Why does mhc actually work better than standard architectures? We've verified this through rigorous deep stability benchmarks.


The ResNet Limit

In standard ResNets, the variance of the signal can still grow or shrink significantly as the depth increases, especially if the skip connection is not exactly identity or if multiple additive operations accumulate noise.

Manifold Stability

mhc enforces conservation of signal through its manifold projections:

  1. Normalization: Since \(\sum \alpha_k = 1\), the total energy of the historical states added to a layer is normalized. This prevents "signal explosion" in very deep networks.
  2. Dense Path Discovery: The manifold allows the network to find paths that are more stable than the simple \(x_{l-1}\) path. If a path through \(x_{l-3}\) has a more stable gradient flow, the mhc layer will naturally weight it higher.

50-Layer Stress Test Results

During our stability validation (see experiments/benchmark_stability.py), we compared a 50-layer MLP using mHC against a 50-layer ResNet.

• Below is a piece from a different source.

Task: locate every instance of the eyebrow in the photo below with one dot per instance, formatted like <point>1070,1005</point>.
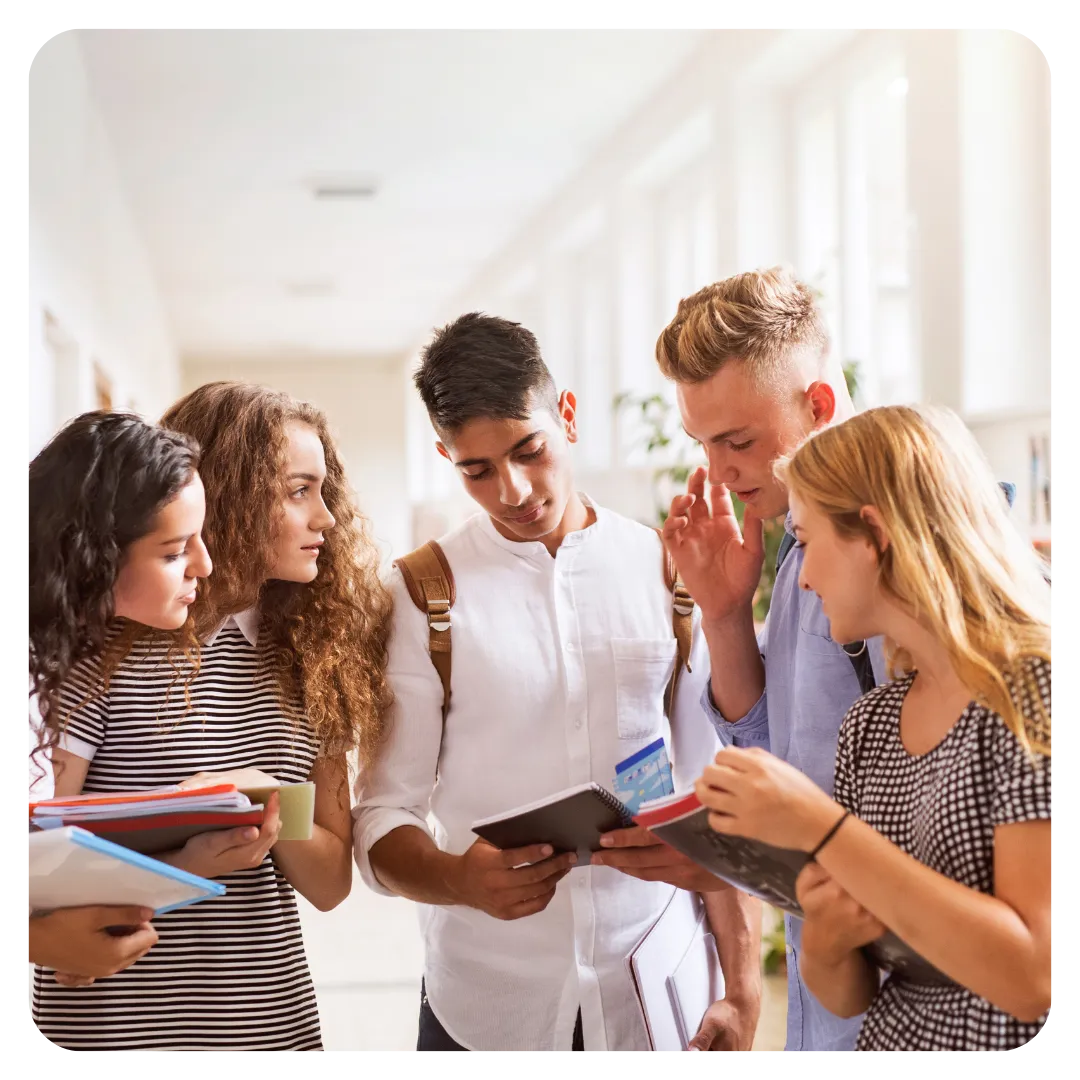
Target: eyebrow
<point>723,435</point>
<point>484,461</point>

Metric ResNet mHC (Simplex)
Convergence Speed 1.0x (Base) 2.5x Faster
Gradient Variance High 30% Lower (More Stable)
NaN Divergence Occasional at Depth 100 Never

Visual proof

Gradient Flow

Standard models often show "dead zones" where gradients vanish. mHC maintains high gradient variance (meaning signals are still alive and learning) across all 50 layers.

Mixing Heatmaps

Monitoring mixing weights shows that the model often "learns" to keep early features (from layer 10) useful for much later layers (layer 40), something standard ResNets physically cannot do as effectively.